By the Rev. Julia Mitchener
Each fall, a particular quote goes viral on social media, accompanied by images of autumn foliage drifting gracefully to the ground. The quote reads: “The trees are about to show us just how beautiful it can be to let things go.”
We, as a society, are not that good at letting go. Witness the continual growth of the self-storage industry, which allows millions of Americans to hold onto things we no longer use but with which we are unable to part. Witness, too, the mixed emotions many of us feel as we approach Thanksgiving and Christmas, knowing that reunions with family members can spark joy but may also reopen old wounds we thought no longer bothered us.
How can we teach our children the truth shown to us by the falling leaves—that there is joy, peace, and renewal in releasing that which no longer serves us well, that which is weighing us down physically, spiritually, or emotionally?
Many children (adults, too) are “ruminators”—they spend countless hours rehashing conversations and events they wish had gone differently. Teaching kids a strategy for releasing these preoccupations can free them up to be more present to the here and now and also reduce stress and anxiety. One great exercise to try is a simple breath practice that involves literally “blowing off” worries and frustrations. The idea is that you form an image of whatever it is you’d like to let go and focus on this while you’re inhaling. Then on your exhale, imagine that you’re literally puffing your concerns out into the universe or, perhaps, into the arms of Jesus. We can help our children self-soothe through intentional breathing, through physical activity, through play, music, and art. We can also talk with them about why we make time for confession most Sundays in church. It’s good for our souls—and even our bodies— to release things we have been worried about, things about which we’ve been chastising ourselves.
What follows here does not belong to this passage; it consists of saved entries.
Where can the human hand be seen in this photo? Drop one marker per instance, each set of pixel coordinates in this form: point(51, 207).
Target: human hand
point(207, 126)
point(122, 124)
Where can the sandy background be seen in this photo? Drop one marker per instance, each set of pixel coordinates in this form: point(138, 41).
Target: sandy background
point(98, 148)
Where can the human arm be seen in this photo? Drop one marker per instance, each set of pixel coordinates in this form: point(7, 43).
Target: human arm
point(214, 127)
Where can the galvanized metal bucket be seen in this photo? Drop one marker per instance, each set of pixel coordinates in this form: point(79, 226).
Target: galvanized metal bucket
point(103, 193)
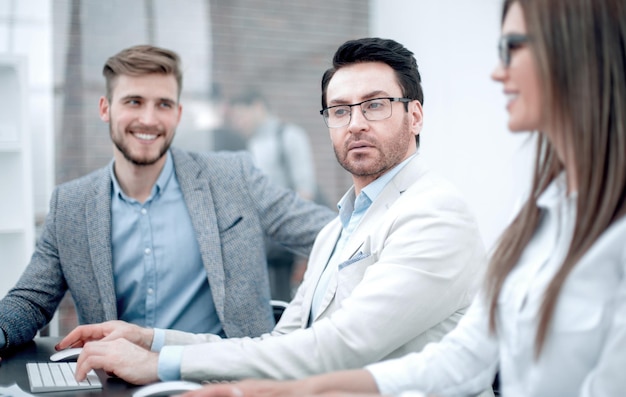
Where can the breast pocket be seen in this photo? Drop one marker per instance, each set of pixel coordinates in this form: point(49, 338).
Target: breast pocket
point(576, 313)
point(351, 273)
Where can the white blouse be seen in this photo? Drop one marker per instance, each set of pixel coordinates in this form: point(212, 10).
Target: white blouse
point(585, 350)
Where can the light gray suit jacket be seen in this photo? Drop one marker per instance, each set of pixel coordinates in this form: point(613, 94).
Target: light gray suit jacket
point(405, 278)
point(231, 204)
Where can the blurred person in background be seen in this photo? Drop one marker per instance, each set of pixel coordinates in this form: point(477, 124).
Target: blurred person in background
point(283, 151)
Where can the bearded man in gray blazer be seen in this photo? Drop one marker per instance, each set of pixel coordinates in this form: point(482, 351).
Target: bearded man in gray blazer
point(396, 270)
point(159, 237)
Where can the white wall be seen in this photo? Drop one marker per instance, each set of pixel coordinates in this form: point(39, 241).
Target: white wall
point(465, 135)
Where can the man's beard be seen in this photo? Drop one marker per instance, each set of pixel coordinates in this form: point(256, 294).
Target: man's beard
point(134, 160)
point(389, 156)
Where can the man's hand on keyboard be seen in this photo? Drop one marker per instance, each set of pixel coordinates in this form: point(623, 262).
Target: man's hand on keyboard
point(107, 331)
point(121, 358)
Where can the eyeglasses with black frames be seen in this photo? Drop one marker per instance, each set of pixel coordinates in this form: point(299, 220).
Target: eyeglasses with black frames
point(509, 43)
point(373, 110)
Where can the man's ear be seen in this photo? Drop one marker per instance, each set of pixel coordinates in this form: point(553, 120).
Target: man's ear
point(415, 109)
point(104, 109)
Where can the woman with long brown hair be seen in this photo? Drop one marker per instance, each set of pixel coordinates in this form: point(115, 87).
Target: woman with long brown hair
point(552, 315)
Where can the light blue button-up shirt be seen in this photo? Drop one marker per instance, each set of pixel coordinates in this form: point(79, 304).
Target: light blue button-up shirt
point(351, 211)
point(159, 276)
The rhythm of confession and absolution that we experience in our liturgy is a wonderful gift, one that even the smallest child can receive.
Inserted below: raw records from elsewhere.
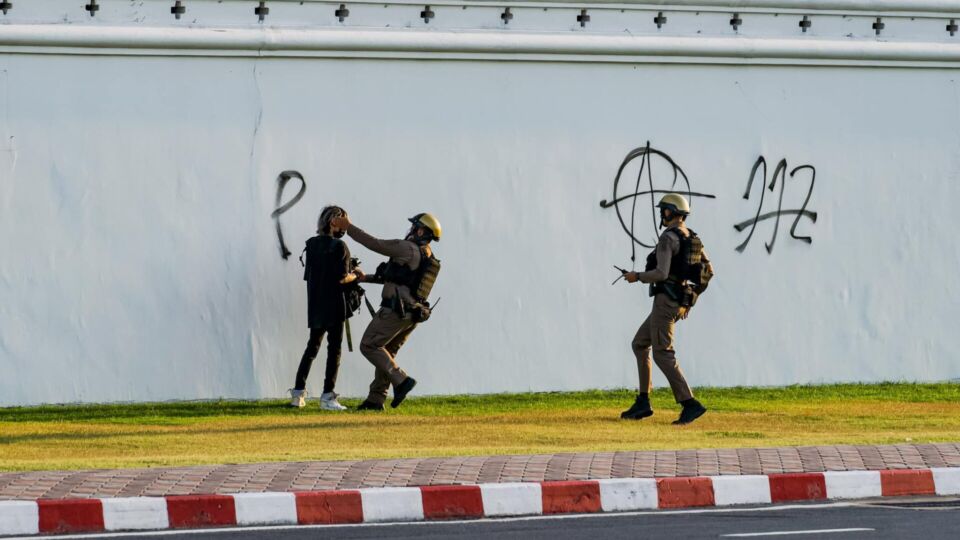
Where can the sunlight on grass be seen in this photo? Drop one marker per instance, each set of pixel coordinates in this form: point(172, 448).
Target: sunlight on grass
point(189, 433)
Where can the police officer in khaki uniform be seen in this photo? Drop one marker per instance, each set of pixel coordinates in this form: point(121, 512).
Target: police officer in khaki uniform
point(678, 271)
point(407, 279)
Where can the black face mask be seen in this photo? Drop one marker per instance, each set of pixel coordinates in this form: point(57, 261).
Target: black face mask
point(663, 217)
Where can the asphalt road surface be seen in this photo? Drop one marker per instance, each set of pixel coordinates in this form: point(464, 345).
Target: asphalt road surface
point(925, 519)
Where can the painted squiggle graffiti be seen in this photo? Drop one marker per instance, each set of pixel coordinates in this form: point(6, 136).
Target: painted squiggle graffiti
point(646, 155)
point(282, 181)
point(781, 173)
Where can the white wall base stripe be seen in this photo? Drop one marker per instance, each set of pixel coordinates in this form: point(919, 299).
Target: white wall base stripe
point(852, 484)
point(392, 504)
point(135, 513)
point(947, 481)
point(625, 494)
point(266, 508)
point(747, 489)
point(19, 517)
point(512, 499)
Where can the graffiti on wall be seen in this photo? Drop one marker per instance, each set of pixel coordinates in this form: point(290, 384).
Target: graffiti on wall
point(647, 188)
point(282, 180)
point(780, 173)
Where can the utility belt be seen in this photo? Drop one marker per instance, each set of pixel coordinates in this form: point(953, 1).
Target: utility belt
point(682, 293)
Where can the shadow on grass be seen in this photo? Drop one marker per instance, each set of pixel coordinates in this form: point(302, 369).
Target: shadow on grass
point(739, 399)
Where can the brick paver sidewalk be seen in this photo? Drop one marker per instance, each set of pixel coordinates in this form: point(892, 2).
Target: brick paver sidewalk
point(328, 475)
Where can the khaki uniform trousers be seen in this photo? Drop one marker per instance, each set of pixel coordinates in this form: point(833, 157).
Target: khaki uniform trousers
point(381, 341)
point(657, 333)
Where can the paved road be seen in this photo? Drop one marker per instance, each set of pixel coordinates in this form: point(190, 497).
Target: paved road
point(854, 521)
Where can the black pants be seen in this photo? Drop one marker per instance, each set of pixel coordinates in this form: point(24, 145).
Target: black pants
point(334, 332)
We adults can also model some “letting go” in our daily routines. The approaching holiday season offers lots of opportunities for this. Let’s face it, the frenzied way many Americans live during December doesn’t necessarily make us, or our children, happy. I know a family that has a tradition not just of deciding what special activities they’ll enjoy during the holidays but also of discussing what they’d like to drop from their agenda this year. They do this around Thanksgiving so that there are no last minute disappointments or misunderstandings. They discuss what’s most important to them in their seasonal celebrations, then figure out how to make these things a priority while minimizing the number of commitments they make to events that are less meaningful. For example, the parents usually put a cap on the number of parties they’ll attend so they can make space for some nights where the whole family stays in to bake cookies or enjoy pizza and a movie. They may decide to keep their Christmas Eve meal simple so they have more time and energy for after church rituals like reading stories and putting out milk and cookies for Santa. Some years, they elect not to travel anywhere because the thought of lugging three young children and all their gear onto a plane just doesn’t feel life-giving. The results are a holiday season that has moments that really do feel “holy”—moments of wonder, love, and peace, moments they can savor and not just gloss over in the rush to get to the next activity.
Remember the leaves.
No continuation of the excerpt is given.